Questo e altro Mourinho, l’allenatore straniero che più di ogni altro ha lasciato il segno nel XXI secolo nel nostro campionato, deve aver pensato anche di Rafa Benitez. I due erano amici, dice Rafa, «fino a quando abbiamo iniziato a vincere, poi lui ha cominciato a cambiare idea». Anche Benitez è un grande comunicatore, ma lo è – paradosso dei paradossi – in assenza di parole bollenti.

La sua comunicazione è il suo silenzio, ma sia con l’Inter che col Napoli Benitez ha vinto e come. Supercoppa italiana e titolo mondiale – dopo 45 anni – con l’Inter. Coppa Italia col Napoli, all’esordio. Come era avvenuto già con Valencia, Liverpool, Inter e Chelsea.
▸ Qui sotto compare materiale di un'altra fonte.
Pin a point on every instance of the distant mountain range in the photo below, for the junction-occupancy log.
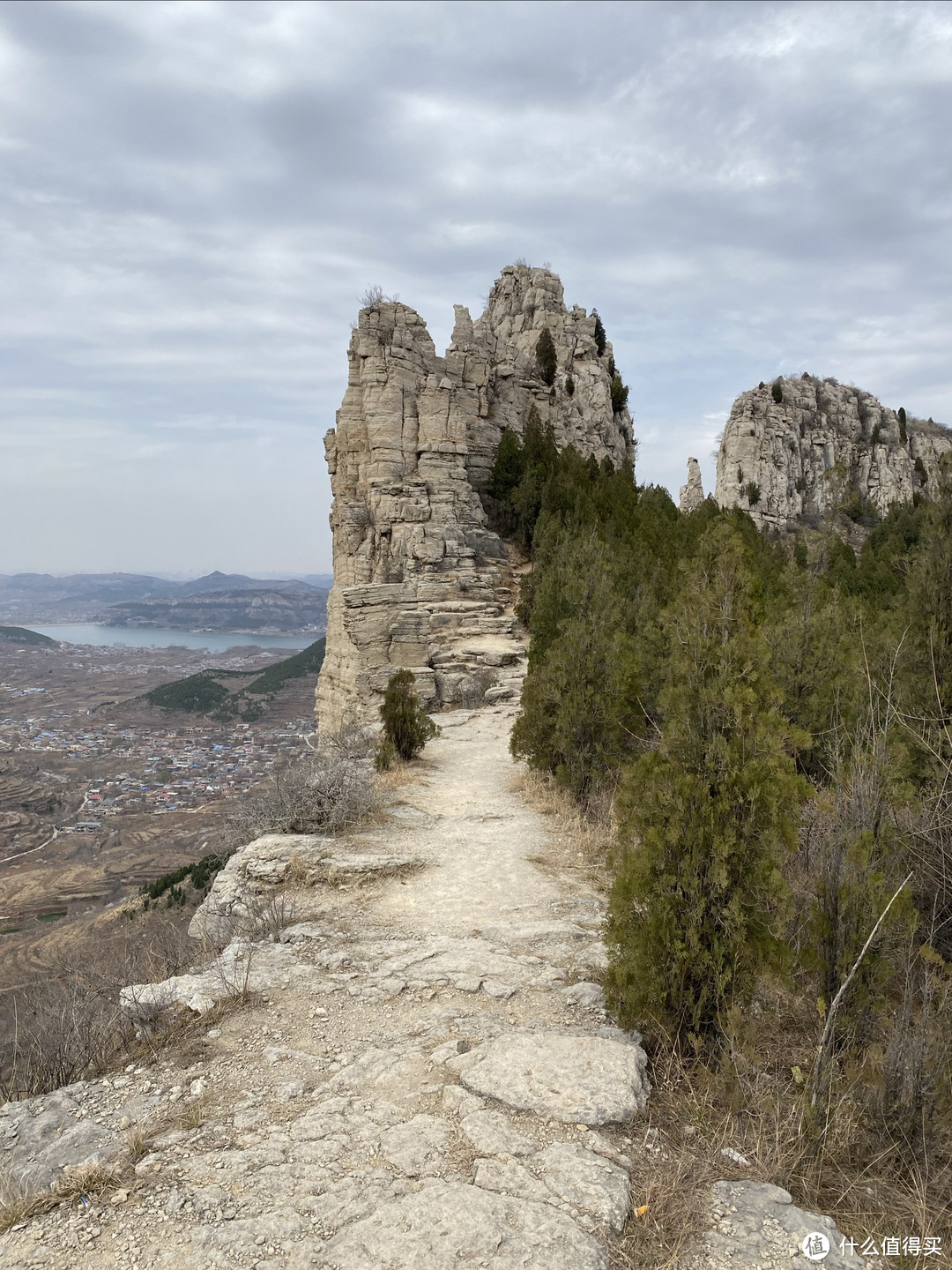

Ma c’è un ultimo grande comunicatore che è impossibile non citare: Rudi Garcia. La sua “sviolinata” il 5 ottobre del 2014 dopo la sconfitta per 3-2 allo Stadium contro la Juventus – partita a dir poco discussa – è l’altro memorabile gesto di un allenatore straniero nel nostro campionato. Dopo le manette di Mou, il violino di Rudi, che nel derby ha anche «rimesso la Chiesa al centro del villaggio» (no, non Federico). D’altronde «un derby non si gioca, si vince».

Se nella nostra rapida carrellata di storie dalla panchina abbiamo incontrato grandi tattici – soprattutto gli ungheresi della prima metà del Novecento –, grandi psicologi (Herrera, Liedholm) e grandiosi creativi, artisti dell’est (Boskov, Zeman, etc.), una menzione importante la meritavano anche i grandi comunicatori. Tattici, senz’altro, psicologi senza dubbio, ma grandi interpreti del proprio tempo – che antepone alla sostanza la comunicazione, cioè il mezzo per arrivare alla sostanza delle cose. Da Spensley a Garcia, si faccia sempre grande attenzione agli allenatori stranieri.

La Serie A è anche e soprattutto di chi la studia (e venera) dal di fuori.